I place absolutely first the need for rigorous adult formation, Bible study, attention to prayer and liturgy, and the development of Christian community as uncompromising as that of the New Testament church. Some will say that there are people and centers which are doing quality work in that enterprise; all one has to do, however, is look at church-budget priorities to assess how important we think adult formation is.
2. Closely related is our failure to engage the laity, who are the church in the midst of the structures of society, in theological dialogue and strategy development about the issues they confront on the job, in politics, and in community life. When asked recently why his own denomination, the United Methodist Church, was ineffectual in equipping the laity to be the church in the world, theologian Albert Outler noted:
It is not that we have retreated into pietism. I suggest that the fatal weakness in Methodist lay witness is that we have not produced our quota of committed and intellectually competent Christian laity -- or clergy -- who can grapple with the problems of economics and politics and international affairs. We have often supposed that words are deeds and that resolutions are legislative acts. We have the finest anthology of social-gospel rhetoric on record, but many of our people -- again both clergy and laity -- on many of our boards are simply inadequate economists. They feed us with stuff about world hunger and Third World questions which even an economic ignoramus like myself can see is amateur and outdated. . . . It is our intellectual weakness which has produced too few clergy and laity who can effectively analyze and deal with the demoralization in industry and government and society today.

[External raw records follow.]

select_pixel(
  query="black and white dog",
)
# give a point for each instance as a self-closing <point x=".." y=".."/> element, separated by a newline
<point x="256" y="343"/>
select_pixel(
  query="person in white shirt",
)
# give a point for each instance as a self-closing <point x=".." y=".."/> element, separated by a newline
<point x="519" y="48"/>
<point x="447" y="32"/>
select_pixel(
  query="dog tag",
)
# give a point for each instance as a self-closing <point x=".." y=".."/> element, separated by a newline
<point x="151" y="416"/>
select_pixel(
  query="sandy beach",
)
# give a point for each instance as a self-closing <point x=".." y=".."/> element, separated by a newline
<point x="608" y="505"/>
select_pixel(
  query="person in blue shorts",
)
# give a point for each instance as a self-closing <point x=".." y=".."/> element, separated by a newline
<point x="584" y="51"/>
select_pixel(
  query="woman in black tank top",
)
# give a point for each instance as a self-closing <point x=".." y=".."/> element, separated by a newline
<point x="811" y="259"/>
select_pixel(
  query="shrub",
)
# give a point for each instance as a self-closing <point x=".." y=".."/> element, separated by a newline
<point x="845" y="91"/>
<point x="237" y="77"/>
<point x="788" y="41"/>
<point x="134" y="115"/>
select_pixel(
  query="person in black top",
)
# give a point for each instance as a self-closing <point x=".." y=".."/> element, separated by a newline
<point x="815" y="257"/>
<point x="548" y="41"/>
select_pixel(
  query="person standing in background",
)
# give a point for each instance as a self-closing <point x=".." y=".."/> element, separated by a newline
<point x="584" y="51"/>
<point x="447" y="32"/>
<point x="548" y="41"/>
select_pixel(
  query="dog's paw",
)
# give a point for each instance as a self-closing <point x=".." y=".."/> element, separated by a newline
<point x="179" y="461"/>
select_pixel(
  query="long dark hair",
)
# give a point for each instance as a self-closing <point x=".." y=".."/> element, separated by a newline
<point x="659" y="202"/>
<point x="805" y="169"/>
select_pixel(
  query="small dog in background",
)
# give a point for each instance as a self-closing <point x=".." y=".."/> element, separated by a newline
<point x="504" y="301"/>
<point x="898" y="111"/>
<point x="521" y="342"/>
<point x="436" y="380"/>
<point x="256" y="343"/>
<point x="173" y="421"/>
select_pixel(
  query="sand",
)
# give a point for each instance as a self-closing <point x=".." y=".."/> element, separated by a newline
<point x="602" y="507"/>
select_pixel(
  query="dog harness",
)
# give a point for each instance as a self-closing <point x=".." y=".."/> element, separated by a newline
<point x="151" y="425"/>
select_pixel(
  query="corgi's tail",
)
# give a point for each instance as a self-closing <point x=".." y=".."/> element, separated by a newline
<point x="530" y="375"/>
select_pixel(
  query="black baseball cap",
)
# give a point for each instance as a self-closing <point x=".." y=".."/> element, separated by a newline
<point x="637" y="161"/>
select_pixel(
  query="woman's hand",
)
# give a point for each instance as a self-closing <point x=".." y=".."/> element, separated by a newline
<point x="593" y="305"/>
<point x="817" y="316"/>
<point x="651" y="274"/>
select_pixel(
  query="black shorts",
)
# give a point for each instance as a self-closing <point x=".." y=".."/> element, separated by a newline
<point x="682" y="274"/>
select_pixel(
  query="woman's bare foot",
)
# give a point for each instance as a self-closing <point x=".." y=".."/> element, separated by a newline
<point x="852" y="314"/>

3. We must look at budget priorities in our churches at every level, to ensure that we have the means -- the human and program resources -- to staff a serious effort at ministry. It is unrealistic to imagine that churches, at the judicatory or national level, can accomplish any significant social action without staff. Granted, we cannot return to the highly centralized national bureaucracies and staffs of the past. Neither can we be anything but the rankest of amateurs in our social ministries without competent leadership.

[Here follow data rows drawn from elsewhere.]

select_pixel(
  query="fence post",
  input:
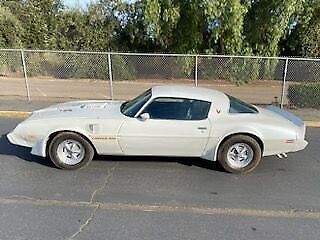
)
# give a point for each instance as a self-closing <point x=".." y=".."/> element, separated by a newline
<point x="110" y="75"/>
<point x="284" y="82"/>
<point x="196" y="71"/>
<point x="25" y="74"/>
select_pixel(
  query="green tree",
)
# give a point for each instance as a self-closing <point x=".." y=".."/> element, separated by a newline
<point x="10" y="29"/>
<point x="268" y="22"/>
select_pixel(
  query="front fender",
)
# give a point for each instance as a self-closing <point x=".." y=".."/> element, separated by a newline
<point x="40" y="147"/>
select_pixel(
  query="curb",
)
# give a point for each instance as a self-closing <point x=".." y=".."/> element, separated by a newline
<point x="21" y="114"/>
<point x="13" y="114"/>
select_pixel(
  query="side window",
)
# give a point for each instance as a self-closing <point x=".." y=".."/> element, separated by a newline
<point x="178" y="109"/>
<point x="238" y="106"/>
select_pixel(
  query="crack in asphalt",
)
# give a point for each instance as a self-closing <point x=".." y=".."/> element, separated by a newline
<point x="245" y="212"/>
<point x="91" y="202"/>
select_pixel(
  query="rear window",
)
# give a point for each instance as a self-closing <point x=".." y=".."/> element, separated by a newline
<point x="238" y="106"/>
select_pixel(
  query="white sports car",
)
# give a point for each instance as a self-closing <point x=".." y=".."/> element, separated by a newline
<point x="162" y="121"/>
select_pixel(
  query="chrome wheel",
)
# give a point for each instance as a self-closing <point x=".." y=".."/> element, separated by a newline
<point x="70" y="152"/>
<point x="239" y="155"/>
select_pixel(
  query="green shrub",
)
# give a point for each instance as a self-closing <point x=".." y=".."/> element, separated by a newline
<point x="306" y="95"/>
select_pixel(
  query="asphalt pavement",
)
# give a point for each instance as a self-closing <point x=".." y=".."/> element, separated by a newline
<point x="158" y="198"/>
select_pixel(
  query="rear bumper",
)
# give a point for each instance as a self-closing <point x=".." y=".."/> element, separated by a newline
<point x="300" y="145"/>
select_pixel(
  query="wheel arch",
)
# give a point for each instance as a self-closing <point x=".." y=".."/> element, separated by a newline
<point x="55" y="133"/>
<point x="225" y="138"/>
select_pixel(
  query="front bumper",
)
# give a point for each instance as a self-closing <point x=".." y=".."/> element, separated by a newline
<point x="17" y="140"/>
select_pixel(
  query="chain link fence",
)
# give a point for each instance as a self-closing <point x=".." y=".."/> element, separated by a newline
<point x="293" y="83"/>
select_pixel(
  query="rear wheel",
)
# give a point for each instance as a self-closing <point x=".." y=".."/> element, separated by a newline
<point x="239" y="154"/>
<point x="70" y="151"/>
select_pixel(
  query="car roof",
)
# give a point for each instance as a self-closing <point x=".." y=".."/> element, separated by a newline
<point x="191" y="92"/>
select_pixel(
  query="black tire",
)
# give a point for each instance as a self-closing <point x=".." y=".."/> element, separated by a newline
<point x="246" y="141"/>
<point x="87" y="150"/>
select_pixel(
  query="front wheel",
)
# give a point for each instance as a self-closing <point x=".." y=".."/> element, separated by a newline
<point x="70" y="151"/>
<point x="239" y="154"/>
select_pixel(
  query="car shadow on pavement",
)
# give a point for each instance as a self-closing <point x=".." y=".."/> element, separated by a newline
<point x="6" y="148"/>
<point x="186" y="161"/>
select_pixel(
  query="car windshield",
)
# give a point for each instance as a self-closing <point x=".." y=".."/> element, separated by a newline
<point x="238" y="106"/>
<point x="130" y="108"/>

4. Solidarity with the poor must become the organizing principle around which disciplined social witness takes place. When in 1967 plans were laid by the Episcopal Church’s presiding bishop for the initiative later named the General Convention Special Program, a group of community people from poverty neighborhoods and alienated communities were asked to suggest the priorities for such a program. They made a twofold response: make available money to poverty groups with no strings attached, and "set your own house in order." The fact that a largely middle-class church was able to commit several million dollars to this enterprise is, I submit, a sign -- imperfect, fleeting, and perhaps grudging -- of the church’s recognition of the disorder of the times and the calling of Christians to participate in the reordering of social systems. To the extent that the church never heard the second priority at all, and never confronted the racism and paternalism which characterize the life of white America, the program became an embarrassment, and a financial liability to a bankrupt church. The only difference in our social setting between 1967 and 1975 is that the plight of our cities and the alienation of the poor are worsening.

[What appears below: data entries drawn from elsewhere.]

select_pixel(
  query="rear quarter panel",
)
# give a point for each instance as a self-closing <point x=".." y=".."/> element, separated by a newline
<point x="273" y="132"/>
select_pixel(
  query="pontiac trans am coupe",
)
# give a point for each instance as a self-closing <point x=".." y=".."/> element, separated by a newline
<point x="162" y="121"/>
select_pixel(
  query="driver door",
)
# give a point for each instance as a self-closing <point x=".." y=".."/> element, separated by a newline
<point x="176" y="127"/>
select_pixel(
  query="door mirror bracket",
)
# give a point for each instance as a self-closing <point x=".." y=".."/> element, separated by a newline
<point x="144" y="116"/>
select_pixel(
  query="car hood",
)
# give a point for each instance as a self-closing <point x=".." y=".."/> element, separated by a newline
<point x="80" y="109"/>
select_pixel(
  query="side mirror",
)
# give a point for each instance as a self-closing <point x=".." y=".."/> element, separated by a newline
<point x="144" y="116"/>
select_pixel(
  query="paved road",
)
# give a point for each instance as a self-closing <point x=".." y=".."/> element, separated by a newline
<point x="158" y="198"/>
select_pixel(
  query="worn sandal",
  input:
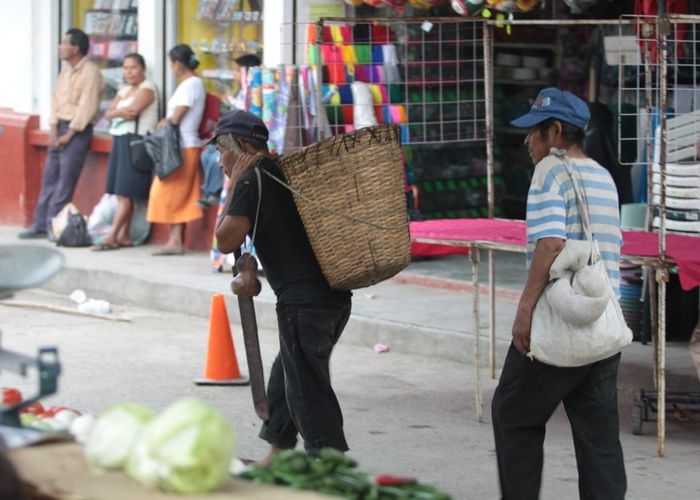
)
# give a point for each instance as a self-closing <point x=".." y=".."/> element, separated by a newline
<point x="103" y="247"/>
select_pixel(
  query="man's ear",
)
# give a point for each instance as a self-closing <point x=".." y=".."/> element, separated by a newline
<point x="557" y="130"/>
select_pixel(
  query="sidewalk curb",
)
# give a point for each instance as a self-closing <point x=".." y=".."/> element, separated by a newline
<point x="361" y="330"/>
<point x="454" y="285"/>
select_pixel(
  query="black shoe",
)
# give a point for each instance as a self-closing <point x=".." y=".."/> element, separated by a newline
<point x="208" y="201"/>
<point x="32" y="234"/>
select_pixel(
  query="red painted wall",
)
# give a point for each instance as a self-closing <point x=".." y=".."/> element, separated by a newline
<point x="23" y="149"/>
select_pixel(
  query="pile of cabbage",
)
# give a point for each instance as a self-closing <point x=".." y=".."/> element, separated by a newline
<point x="187" y="448"/>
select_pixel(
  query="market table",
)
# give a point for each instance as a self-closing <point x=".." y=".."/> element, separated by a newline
<point x="60" y="470"/>
<point x="640" y="247"/>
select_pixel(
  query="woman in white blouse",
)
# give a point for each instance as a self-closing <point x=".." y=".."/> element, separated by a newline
<point x="134" y="110"/>
<point x="173" y="200"/>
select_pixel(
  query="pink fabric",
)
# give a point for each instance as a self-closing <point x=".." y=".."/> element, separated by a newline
<point x="465" y="230"/>
<point x="430" y="250"/>
<point x="682" y="249"/>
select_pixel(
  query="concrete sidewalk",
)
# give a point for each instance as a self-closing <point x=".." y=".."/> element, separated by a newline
<point x="427" y="309"/>
<point x="432" y="325"/>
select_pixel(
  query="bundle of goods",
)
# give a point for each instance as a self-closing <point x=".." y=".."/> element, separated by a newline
<point x="349" y="191"/>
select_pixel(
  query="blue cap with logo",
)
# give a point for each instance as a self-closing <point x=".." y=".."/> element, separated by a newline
<point x="557" y="104"/>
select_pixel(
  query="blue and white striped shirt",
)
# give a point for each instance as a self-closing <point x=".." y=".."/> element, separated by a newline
<point x="552" y="211"/>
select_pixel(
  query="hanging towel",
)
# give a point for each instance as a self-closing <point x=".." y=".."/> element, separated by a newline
<point x="314" y="55"/>
<point x="405" y="135"/>
<point x="376" y="93"/>
<point x="391" y="70"/>
<point x="336" y="35"/>
<point x="336" y="73"/>
<point x="360" y="33"/>
<point x="377" y="54"/>
<point x="363" y="106"/>
<point x="348" y="114"/>
<point x="363" y="53"/>
<point x="380" y="34"/>
<point x="349" y="73"/>
<point x="363" y="73"/>
<point x="379" y="115"/>
<point x="386" y="111"/>
<point x="395" y="93"/>
<point x="347" y="33"/>
<point x="377" y="73"/>
<point x="348" y="54"/>
<point x="327" y="36"/>
<point x="345" y="94"/>
<point x="310" y="33"/>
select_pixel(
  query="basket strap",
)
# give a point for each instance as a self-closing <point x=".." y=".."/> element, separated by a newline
<point x="581" y="202"/>
<point x="257" y="210"/>
<point x="330" y="209"/>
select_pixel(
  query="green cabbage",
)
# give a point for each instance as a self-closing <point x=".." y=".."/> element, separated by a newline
<point x="185" y="449"/>
<point x="112" y="437"/>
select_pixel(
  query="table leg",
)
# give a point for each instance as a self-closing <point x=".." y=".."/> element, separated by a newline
<point x="474" y="255"/>
<point x="492" y="312"/>
<point x="661" y="368"/>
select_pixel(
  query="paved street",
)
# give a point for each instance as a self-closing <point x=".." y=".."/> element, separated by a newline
<point x="405" y="413"/>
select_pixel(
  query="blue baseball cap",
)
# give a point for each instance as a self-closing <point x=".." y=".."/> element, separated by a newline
<point x="557" y="104"/>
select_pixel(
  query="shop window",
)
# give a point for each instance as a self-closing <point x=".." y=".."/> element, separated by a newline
<point x="219" y="31"/>
<point x="112" y="26"/>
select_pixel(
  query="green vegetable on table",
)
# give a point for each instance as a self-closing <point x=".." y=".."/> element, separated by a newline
<point x="332" y="473"/>
<point x="186" y="449"/>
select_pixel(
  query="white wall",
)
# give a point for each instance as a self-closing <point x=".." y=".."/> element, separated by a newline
<point x="29" y="33"/>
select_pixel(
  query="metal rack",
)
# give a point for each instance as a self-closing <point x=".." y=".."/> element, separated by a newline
<point x="651" y="86"/>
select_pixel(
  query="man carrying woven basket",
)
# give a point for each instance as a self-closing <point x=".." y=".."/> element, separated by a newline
<point x="311" y="316"/>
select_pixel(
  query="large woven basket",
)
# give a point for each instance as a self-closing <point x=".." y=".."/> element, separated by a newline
<point x="349" y="191"/>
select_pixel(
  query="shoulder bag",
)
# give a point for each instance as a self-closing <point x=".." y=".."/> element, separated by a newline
<point x="577" y="320"/>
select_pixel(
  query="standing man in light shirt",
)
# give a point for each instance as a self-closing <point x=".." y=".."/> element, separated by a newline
<point x="75" y="103"/>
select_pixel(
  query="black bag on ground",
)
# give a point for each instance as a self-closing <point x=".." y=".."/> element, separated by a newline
<point x="163" y="147"/>
<point x="75" y="233"/>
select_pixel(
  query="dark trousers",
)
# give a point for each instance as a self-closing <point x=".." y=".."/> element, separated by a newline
<point x="300" y="396"/>
<point x="527" y="395"/>
<point x="61" y="174"/>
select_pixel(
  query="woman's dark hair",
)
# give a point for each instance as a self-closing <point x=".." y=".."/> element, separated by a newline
<point x="185" y="55"/>
<point x="571" y="133"/>
<point x="136" y="57"/>
<point x="79" y="39"/>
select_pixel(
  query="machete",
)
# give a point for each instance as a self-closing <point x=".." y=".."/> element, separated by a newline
<point x="245" y="286"/>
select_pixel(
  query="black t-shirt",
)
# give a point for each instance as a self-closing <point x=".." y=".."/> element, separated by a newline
<point x="281" y="242"/>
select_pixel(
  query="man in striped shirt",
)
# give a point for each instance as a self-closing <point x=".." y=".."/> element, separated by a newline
<point x="529" y="391"/>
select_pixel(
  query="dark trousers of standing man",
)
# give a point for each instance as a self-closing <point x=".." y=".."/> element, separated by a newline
<point x="300" y="396"/>
<point x="527" y="395"/>
<point x="61" y="174"/>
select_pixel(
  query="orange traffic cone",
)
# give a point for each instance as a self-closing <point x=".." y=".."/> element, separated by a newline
<point x="221" y="365"/>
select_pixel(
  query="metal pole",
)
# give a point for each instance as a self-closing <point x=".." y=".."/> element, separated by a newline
<point x="474" y="256"/>
<point x="488" y="107"/>
<point x="320" y="110"/>
<point x="663" y="29"/>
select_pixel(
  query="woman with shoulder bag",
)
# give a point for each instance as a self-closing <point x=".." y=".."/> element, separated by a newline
<point x="134" y="111"/>
<point x="173" y="199"/>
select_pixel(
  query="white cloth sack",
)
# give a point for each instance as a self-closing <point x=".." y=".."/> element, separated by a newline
<point x="577" y="319"/>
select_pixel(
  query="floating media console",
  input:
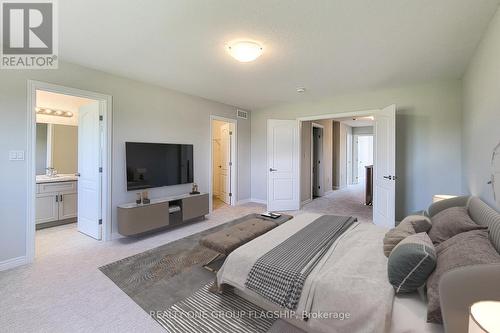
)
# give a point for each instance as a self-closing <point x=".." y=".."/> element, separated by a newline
<point x="134" y="219"/>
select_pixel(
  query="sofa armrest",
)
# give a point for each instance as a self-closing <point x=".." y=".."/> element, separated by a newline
<point x="448" y="203"/>
<point x="462" y="287"/>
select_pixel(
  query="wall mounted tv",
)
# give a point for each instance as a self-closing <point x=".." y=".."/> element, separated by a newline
<point x="152" y="165"/>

Today’s "in" issue is hunger. The issue is not charity; at most, dollars are a limited token of our concern. The question remains the reordering of our inner life. Are we prepared to undertake the rigorous examination of parish, family and personal life styles called for in a world of scarcity, and as a Christian community to make a serious effort to understand and confront the systems which perpetuate the problem of separation between the rich and the poor?